In den relativ niedrigen bayerischen Alpen ist das vorweihnachtliche Bild seit einigen Jahren dasselbe: eine dünn Schneedecke oberhalb von 2.000 Metern, ansonsten nur ein paar Schneeflecken. Die meisten Skigebiete befinden sich unter 2.000 Metern, aber dank künstlicher Beschneiung sind viele Pisten auch an diesem Wochenende befahrbar. Die Prognose für Weihnachten ist laut Deutschem Wetterdienst unsicher – es könnte schneien, muss aber nicht.

Italien

In Italien sind vielerorts in den Tälern die Hänge neben den mit Kunstschnee präparierten Pisten grün. «Die Situation ist leicht schlechter als in den Vorjahren», sagt Marco Zardini, Präsident der Liftgenossenschaft in Cortina d’Ampezzo, wo im Februar Wettkämpfe der Olympischen Winterspiele ausgetragen werden. Es habe wenig geschneit, und zuletzt sei es vergleichsweise warm gewesen. Doch nun soll es kälter werden, so dass wieder beschneit werden könne. Für die Olympischen Spiele sehe man keine Probleme.

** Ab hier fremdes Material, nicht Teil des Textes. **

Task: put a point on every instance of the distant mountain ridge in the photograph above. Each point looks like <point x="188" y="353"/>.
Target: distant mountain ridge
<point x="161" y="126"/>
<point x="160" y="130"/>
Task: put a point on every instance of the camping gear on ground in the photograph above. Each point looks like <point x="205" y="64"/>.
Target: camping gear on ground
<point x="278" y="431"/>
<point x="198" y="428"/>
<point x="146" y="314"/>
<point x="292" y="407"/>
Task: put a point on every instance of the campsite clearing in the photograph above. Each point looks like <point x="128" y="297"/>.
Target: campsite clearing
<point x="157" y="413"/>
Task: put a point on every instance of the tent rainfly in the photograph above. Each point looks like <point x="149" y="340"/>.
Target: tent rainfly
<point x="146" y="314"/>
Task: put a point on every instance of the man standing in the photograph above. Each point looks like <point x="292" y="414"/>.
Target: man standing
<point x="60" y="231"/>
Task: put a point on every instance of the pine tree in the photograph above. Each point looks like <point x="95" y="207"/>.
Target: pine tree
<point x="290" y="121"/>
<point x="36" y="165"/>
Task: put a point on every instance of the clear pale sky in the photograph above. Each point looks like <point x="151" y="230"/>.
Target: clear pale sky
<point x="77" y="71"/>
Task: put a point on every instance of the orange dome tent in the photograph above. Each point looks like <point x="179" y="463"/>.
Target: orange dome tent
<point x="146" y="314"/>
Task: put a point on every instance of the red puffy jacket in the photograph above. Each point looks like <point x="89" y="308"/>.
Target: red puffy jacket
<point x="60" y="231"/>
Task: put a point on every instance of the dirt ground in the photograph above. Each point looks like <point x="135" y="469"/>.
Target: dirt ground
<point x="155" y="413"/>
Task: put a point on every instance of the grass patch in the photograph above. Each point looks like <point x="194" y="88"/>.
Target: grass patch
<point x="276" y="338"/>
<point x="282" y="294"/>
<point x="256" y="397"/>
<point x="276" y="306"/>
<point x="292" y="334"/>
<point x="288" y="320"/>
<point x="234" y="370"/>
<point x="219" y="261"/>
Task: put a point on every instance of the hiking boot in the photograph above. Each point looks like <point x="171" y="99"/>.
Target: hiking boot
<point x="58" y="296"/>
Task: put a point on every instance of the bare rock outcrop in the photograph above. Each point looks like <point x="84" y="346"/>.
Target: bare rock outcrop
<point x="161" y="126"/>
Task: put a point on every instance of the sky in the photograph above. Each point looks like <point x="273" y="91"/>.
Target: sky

«Die Situation ist nicht optimal, aber auch nicht dramatisch», sagt Christian Azzolini, Direktor der Liftgenossenschaft Arabba und Marmolata im Gebiet Dolomiti Superski. Man hoffe, bis Weihnachten alle Lifte und Pisten öffnen zu können. Vor einigen Tagen hatten sich an einem Lift an der Marmolata lange Schlangen gebildet. Rund 400 Skifahrer standen laut Azzolini an, um wieder ins Tal zu fahren, weil eine Piste wegen Schneemangels und somit wegen mangelnder Sicherheit geschlossen war.

Tschechien

Bisher sind nur wenige Pisten geöffnet. Einige Skigebiete in den tschechischen Mittelgebirgen haben jedoch das kalte Wetter Ende November genutzt, um die Schneekanonen einzuschalten. Cerna Hora im östlichen Riesengebirge verzeichnet eine Kunstschneedecke von etwa 40 bis 60 Zentimetern. In Spindleruv Mlyn (Spindlermühle), dem am meisten besuchten Bergort, sind es 25 bis 65 Zentimeter.

Der staatliche Wetterdienst CHMI schätzt die Wahrscheinlichkeit für weiße Weihnachten in einer Höhe von 600 und 800 Metern auf 40 bis 60 Prozent. In höheren Lagen liegt die Wahrscheinlichkeit bei über 80 oder 90 Prozent.